La santé mentale, un enjeu majeur si mal représenté sur la télévision publique

Le 3 juin 2025 au soir, France 2 diffusait l’émission « Parlons santé mentale », présentée comme un grand rendez-vous de sensibilisation. J’ai regardé, avec l’attention fébrile de celles et ceux qui espèrent, enfin, se voir représentés. Je suis moi-même concernée par des troubles psychiques. Ce que j’ai vu m’a bouleversée. Non pas par la justesse du propos, mais par l’abîme qu’il creusait entre la réalité et ce que l’émission en donnait à voir.

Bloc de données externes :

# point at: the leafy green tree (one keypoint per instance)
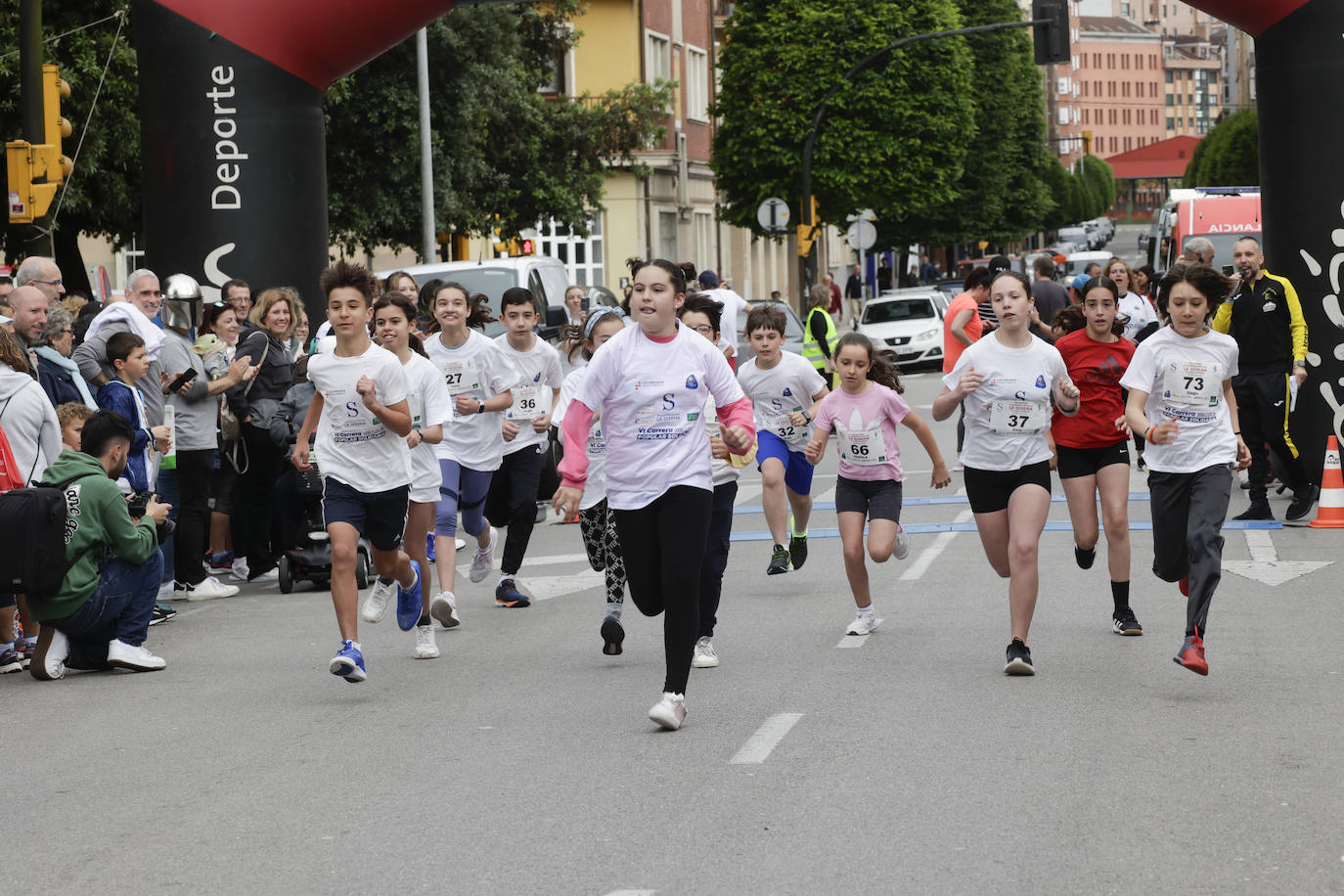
(504, 155)
(894, 140)
(103, 198)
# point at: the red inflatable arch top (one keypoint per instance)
(317, 40)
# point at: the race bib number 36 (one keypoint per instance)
(1019, 418)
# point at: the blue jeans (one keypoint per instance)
(118, 607)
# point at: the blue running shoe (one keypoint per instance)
(409, 602)
(348, 662)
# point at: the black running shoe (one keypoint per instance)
(798, 551)
(1300, 508)
(1019, 659)
(1257, 511)
(1085, 558)
(1124, 622)
(611, 636)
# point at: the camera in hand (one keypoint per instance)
(139, 503)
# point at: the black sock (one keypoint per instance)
(1120, 594)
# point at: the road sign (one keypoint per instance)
(862, 236)
(773, 215)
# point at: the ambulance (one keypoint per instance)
(1222, 215)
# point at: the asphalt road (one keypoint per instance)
(521, 760)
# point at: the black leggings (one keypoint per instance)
(664, 548)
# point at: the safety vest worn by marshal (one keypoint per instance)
(811, 347)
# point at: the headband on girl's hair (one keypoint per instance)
(599, 313)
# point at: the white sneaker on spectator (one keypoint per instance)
(444, 608)
(136, 658)
(484, 559)
(240, 569)
(376, 607)
(425, 645)
(207, 589)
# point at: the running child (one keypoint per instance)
(650, 383)
(597, 522)
(1093, 446)
(1181, 398)
(865, 414)
(784, 388)
(1008, 381)
(525, 426)
(362, 420)
(701, 313)
(478, 378)
(430, 409)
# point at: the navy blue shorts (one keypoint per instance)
(381, 516)
(797, 470)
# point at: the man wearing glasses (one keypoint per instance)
(43, 274)
(135, 316)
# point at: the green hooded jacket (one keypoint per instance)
(98, 527)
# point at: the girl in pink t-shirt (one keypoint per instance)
(865, 413)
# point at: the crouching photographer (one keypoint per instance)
(100, 614)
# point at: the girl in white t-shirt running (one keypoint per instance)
(650, 383)
(597, 522)
(394, 315)
(478, 379)
(1009, 381)
(865, 413)
(1181, 398)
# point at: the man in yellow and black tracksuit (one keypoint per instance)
(1266, 320)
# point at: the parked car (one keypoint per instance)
(906, 326)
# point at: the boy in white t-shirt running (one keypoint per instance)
(513, 497)
(362, 420)
(784, 389)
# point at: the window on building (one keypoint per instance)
(657, 57)
(696, 83)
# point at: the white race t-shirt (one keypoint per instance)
(594, 489)
(1185, 383)
(652, 398)
(539, 374)
(1142, 313)
(352, 445)
(1008, 416)
(776, 392)
(430, 405)
(478, 368)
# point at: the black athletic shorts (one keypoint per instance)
(875, 499)
(1074, 463)
(991, 489)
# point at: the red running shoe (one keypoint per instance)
(1192, 655)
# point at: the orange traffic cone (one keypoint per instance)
(1329, 512)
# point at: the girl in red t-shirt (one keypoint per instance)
(1093, 448)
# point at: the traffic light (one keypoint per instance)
(808, 229)
(36, 169)
(1052, 31)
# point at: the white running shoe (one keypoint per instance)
(132, 657)
(425, 645)
(669, 711)
(207, 589)
(865, 622)
(482, 560)
(704, 657)
(444, 608)
(902, 548)
(238, 572)
(376, 607)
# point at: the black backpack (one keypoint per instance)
(34, 564)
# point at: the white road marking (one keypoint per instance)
(768, 737)
(1265, 565)
(930, 554)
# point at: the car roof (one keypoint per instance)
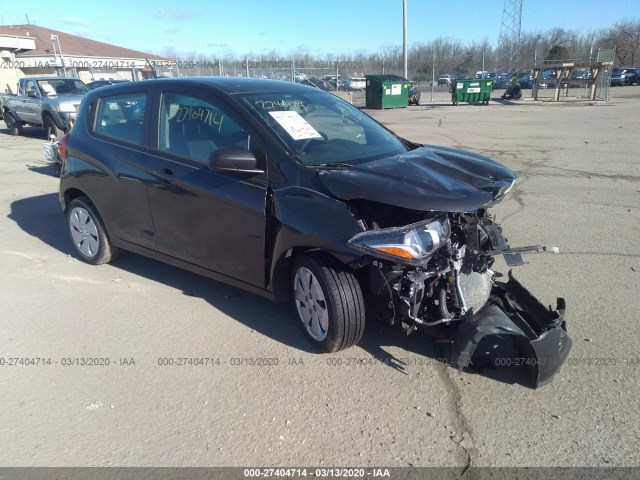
(227, 85)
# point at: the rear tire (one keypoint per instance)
(88, 233)
(328, 301)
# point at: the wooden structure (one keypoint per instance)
(562, 76)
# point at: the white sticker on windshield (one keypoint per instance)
(295, 125)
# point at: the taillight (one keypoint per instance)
(62, 147)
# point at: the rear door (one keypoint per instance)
(213, 219)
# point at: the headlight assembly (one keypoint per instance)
(413, 244)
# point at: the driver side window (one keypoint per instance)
(193, 128)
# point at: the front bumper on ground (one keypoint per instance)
(539, 333)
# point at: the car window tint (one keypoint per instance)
(121, 117)
(194, 128)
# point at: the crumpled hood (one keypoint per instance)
(430, 178)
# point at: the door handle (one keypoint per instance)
(165, 174)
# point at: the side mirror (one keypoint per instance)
(235, 159)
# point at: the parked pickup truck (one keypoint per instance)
(47, 101)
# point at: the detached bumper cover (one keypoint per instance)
(539, 333)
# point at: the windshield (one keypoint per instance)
(65, 86)
(320, 129)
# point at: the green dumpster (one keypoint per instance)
(471, 90)
(387, 91)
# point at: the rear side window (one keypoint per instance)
(121, 117)
(194, 128)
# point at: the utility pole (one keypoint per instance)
(405, 49)
(509, 42)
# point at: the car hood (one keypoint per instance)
(429, 178)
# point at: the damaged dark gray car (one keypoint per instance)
(296, 195)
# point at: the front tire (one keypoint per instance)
(88, 234)
(328, 301)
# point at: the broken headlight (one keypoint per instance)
(413, 244)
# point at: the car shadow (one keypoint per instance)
(43, 168)
(29, 132)
(41, 217)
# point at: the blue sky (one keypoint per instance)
(318, 27)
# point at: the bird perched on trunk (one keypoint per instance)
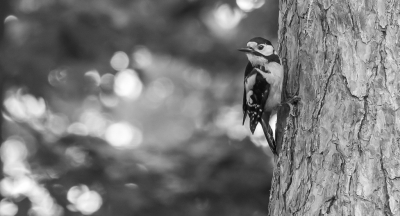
(263, 81)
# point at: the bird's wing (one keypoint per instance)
(249, 69)
(259, 98)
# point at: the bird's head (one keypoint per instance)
(258, 50)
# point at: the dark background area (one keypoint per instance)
(130, 108)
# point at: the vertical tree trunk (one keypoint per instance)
(341, 154)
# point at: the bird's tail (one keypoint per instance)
(269, 133)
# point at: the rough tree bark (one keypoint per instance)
(341, 153)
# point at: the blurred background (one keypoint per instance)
(130, 107)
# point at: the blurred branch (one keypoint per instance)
(4, 12)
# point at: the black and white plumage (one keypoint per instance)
(262, 86)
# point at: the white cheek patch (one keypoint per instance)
(268, 50)
(251, 44)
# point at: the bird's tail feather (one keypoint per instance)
(269, 134)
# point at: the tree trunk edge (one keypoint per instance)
(341, 154)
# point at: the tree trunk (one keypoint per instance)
(341, 153)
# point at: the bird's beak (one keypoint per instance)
(246, 49)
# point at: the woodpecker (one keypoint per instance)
(263, 81)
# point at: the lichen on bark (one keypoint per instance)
(341, 154)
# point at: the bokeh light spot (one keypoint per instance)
(10, 18)
(94, 77)
(84, 200)
(142, 57)
(249, 5)
(122, 134)
(107, 81)
(119, 61)
(127, 84)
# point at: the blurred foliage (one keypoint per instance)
(131, 108)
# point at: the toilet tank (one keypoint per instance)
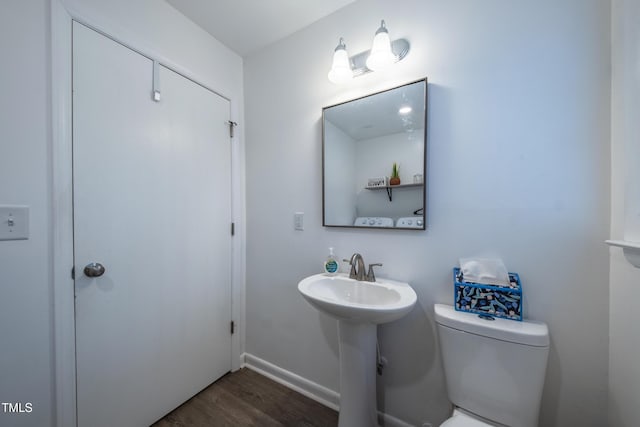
(493, 368)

Une atmosphère de légèreté gênante, parfois déplacée, a plané tout au long du programme. Rires faciles, plaisanteries superficielles, échanges rythmés comme un talk-show du samedi soir… alors que le sujet mériterait silence, lenteur, écoute. L’ambiance semblait en totale dissonance avec la gravité du thème. Comme si la souffrance psychique pouvait être adoucie par un décor lumineux et des sourires forcés. C’est précisément cette dissonance qui m’a heurtée. Elle trahit une méconnaissance profonde de ce que signifie vivre avec des troubles psychiques : la solitude, l’errance, la peur, l’invisibilité.

À la place, on nous a parlé de « surf-thérapie »

Mais ce qui m’a le plus consternée, c’est ce que l’émission a choisi de passer sous silence. Aucun mot sur les centres médico-psychologiques saturés. Aucun mot sur les délais d’attente ahurissants, les six mois pour un premier rendez-vous. Aucun mot sur la pénurie dramatique de psychologues et psychiatres accessibles. Aucun mot, surtout, sur la réalité de l’hospitalisation psychiatrique en France : l’enfermement, l’isolement, le manque de moyens criant, les services surchargés. Rien de tout cela n’a été dit. Rien. À la place, on nous a parlé d’équithérapie, de « surf-thérapie »… des pratiques marginales, parfois inspirantes, mais qui ne concernent qu’une infime minorité. C’était comme présenter un banquet à des gens qui meurent de faim.

Et que dire des témoignages ? Brillants de brièveté, polis jusqu’à l’effacement. On a tendu le micro, oui, mais sans jamais vraiment écouter. On a parlé de santé mentale comme on parle de météo : rapidement, prudemment, sans aspérité. Aucun mot, là encore, sur les troubles borderline, pourtant si fréquents, si stigmatisés, si mal compris. Deux millions de personnes concernées, et pas une seule voix pour porter cette réalité. Comment ne pas y voir une forme d’effacement ?

Le message final, distillé à demi-mot, sonnait comme une injonction déguisée : mangez équilibré, dormez bien, faites du sport, allez voir un psy. Comme si les causes de la souffrance psychique se résumaient à une mauvaise hygiène de vie. Comme si tout cela relevait d’un simple choix, d’un effort individuel. Ce n’est pas seulement réducteur. C’est une négation en règle de la complexité de la détresse mentale. Et cela peut avoir des effets délétères sur celles et ceux qui regardent avec l’espoir d’être compris.

Cette émission m’a blessée

Oui, elle m’a blessée. Profondément. Elle m’a renvoyée à l’incompréhension, à la solitude, à l’impression de ne pas exister dans le regard collectif. Elle m’a même, je l’écris sans détour, donné des idées noires. Parce qu’il n’y a rien de plus violent, quand on souffre, que de se sentir caricaturé, ignoré ou effacé.

Ce qui m’a le plus glacée, c’est ce vide béant entre les discours policés qu’on nous sert et ce que nous vivons au quotidien.

Ce gouffre entre la communication rassurante du service public et la violence nue de la réalité : les mois d’attente pour un rendez-vous, l’impossibilité de trouver un professionnel, les hospitalisations sans suivi, les urgences saturées, les rechutes faute de soins, l’isolement qui tue. Ce gouffre, on y tombe. Tous les jours. Et pendant ce temps, on nous parle de surf-thérapie…

Tant que les médias continueront à fabriquer des récits lissés, déconnectés, édulcorés, ils ne feront qu’aggraver ce fossé.
Informer, ce n’est pas enjoliver. Sensibiliser, ce n’est pas divertir.

Parler de santé mentale, ce n’est pas aligner des slogans sur fond de lumière tamisée : c’est montrer le réel, même quand il dérange. Surtout quand il dérange.